Bir zamanlar, her ağacın konuştuğu, hayvanların dostça yaşadığı ve rüzgarın bilgece fısıldadığı bir orman vardı. Bu orman, “Bilge Orman” olarak bilinirdi. Ormanın ortasında yaşayan yaşlı bir baykuş, tüm canlılara rehberlik eder ve bilgelik dağıtırdı. Adı, Baykuş Bilgican’dı.
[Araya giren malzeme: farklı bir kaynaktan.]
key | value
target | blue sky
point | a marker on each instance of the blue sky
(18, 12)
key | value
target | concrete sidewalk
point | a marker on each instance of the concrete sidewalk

Bir gün, Bilge Orman’a meraklı bir çocuk geldi. Çocuğun adı Elif’ti. Elif, ormanın sırrını öğrenmek ve kendini geliştirmek istiyordu. Ancak Bilge Orman’a tamamen girebilmek için, ormanda yaşayan canlıların bilmecelerini çözmesi gerekiyordu.
Elif, ilk olarak bir tilkiyle karşılaştı. Tilki, gülümseyerek sordu:
“Yemeden önce keserler, yedikten sonra ağlarlar. Bu nedir?”
Elif biraz düşündü, sonra sevinçle cevap verdi:
“Soğan!”
Tilki, “Aferin!” diyerek yolunu açtı.
Biraz ilerledikten sonra bir kaplumbağaya rastladı. Kaplumbağa ağır ağır konuştu:
“Beni bir kez çizersen, ikiye bölersin. İki kez çizersen, dört parçaya ayırırsın. Ama çizmeyi bırakırsan eski halime dönerim. Neyim ben?”
Elif, biraz zorlandı ama sonunda cevapladı:
“Bir daire!”
Kaplumbağa memnun bir şekilde kafasını salladı ve Elif’i geçirdi.
Ormanın derinliklerine vardığında, bir baykuş sesi duydu. Bu, Bilgican’dı. Elif’e son bilmecesini sordu:
“Sabah dört ayak, öğlen iki ayak, akşam üç ayak. Bu nedir?”
Elif gülümsedi. Bu bilmecenin cevabını biliyordu:
“İnsan! Bebekken emekleriz, büyüyünce yürürüz, yaşlanınca bastonla destek alırız.”
Bilgican, Elif’in bilgeliğinden çok etkilendi ve ona Bilge Orman’ın sırlarını açtı.
Elif, doğanın döngüsünü, hayvanların birbirleriyle olan ilişkisini ve bilginin ne kadar değerli olduğunu öğrendi. Artık o da Bilge Orman’ın bir parçası olmuştu. Bu macera ona hem eğlence hem de hayat boyu unutamayacağı dersler kazandırdı.